An unofficial brass farthing issued (c. 1848 to 1887) by Gregory Kane, proprietor of the Military Furniture & Portmanteau Factory located at Nos. 69 & 70 Dame Street, Dublin, Ireland.
One of the principal periods, when there was an acute shortage of such low denomination currency, was that between 1820 and 1870. During this period many traders through the British Isles resorted to placing contracts with established private mints and die cutters for the supply of their own personalised bronze or brass farthing sized tokens. While most of these were initially manufactured to act as unofficial farthing tokens others appear to have been produced more as advertising or promotional tickets by their respective issuers. The differentiation between these two alternative uses of farthing size tokens is often hard to define unless the token itself infers a farthing value in its associated legends (i.e., the inscribed text found on its obverse and reverse sides). That said a generally accepted set of 5 criteria have been put in place by which tokens from this series can be ascribed as likely being either intended as monetary tokens or advertising tickets. This method utilises a ranking value (known as the “Farthing Factor”) of between 0 and 5 where the higher the value the more likely a given piece was intended for use as a monetary token as opposed to an advertising ticket.
The “Farthing Factor” is obtained from the cumulative scores related to the following five criteria. A positive response to each of the following criteria returns a score value of one.

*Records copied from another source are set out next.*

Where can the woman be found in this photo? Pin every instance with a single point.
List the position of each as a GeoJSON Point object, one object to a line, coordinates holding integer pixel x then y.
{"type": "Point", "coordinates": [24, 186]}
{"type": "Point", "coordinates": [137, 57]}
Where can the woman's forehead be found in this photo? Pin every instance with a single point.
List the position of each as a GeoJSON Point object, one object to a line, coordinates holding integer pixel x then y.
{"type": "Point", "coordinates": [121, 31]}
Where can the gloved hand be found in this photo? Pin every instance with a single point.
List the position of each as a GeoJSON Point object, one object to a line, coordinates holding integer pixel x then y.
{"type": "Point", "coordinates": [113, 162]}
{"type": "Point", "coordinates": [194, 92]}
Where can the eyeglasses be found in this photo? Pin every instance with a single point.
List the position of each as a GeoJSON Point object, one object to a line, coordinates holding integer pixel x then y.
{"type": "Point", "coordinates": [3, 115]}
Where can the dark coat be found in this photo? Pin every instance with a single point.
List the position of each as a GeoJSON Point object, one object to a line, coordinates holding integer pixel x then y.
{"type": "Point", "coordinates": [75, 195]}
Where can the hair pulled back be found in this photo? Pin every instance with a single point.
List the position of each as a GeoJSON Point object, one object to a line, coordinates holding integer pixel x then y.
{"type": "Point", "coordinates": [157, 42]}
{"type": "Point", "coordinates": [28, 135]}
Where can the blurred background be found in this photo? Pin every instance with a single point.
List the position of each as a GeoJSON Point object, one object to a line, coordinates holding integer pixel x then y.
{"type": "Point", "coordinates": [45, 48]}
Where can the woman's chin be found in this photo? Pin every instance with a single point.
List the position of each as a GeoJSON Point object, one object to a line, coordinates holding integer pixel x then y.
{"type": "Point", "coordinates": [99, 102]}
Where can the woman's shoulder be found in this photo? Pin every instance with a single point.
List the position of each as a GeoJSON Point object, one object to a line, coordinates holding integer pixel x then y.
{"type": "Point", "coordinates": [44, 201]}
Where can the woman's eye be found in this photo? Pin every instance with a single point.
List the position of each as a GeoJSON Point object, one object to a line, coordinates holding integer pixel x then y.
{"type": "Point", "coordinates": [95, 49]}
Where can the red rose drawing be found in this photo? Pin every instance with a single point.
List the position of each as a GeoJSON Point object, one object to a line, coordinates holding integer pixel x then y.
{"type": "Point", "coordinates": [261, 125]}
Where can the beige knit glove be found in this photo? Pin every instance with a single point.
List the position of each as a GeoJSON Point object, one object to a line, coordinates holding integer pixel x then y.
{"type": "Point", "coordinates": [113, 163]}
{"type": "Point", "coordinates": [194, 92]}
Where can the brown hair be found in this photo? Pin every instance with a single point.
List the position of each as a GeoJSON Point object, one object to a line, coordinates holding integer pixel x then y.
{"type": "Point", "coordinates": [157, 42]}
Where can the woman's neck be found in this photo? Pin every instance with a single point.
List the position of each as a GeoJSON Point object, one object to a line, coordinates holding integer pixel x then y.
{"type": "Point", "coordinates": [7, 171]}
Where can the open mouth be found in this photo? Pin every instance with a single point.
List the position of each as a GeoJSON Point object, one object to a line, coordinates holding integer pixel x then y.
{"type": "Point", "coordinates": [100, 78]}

Hence, if all five criteria return a positive response then the cumulative “Farthing Factor” value is 5 and the piece is thus highly likely to have been intended a farthing token.
1) The piece is known to have been issued prior to 1860 when the 22 mm diameter regal copper farthings were replaced by small bronze pieces.
2) The piece’s diameter is within ±0.5 mm of 22 mm, i.e., that of a regal copper farthing.
3) The head of the reigning monarch, or the edifice of Crystal Palace, is selected for the obverse design.
4) The issuer is known to have been a shopkeeper selling low-value goods and is thus likely to have needed farthings to facilitate day to day business.
5) Struck in copper or bronze with a plain edge design.
Where a piece contains a clear monetary value or is described in its legends as being “payable” (i.e., exchangeable for equivalent value coin of the realm) at a given location then it automatically defaults to being a monetary token.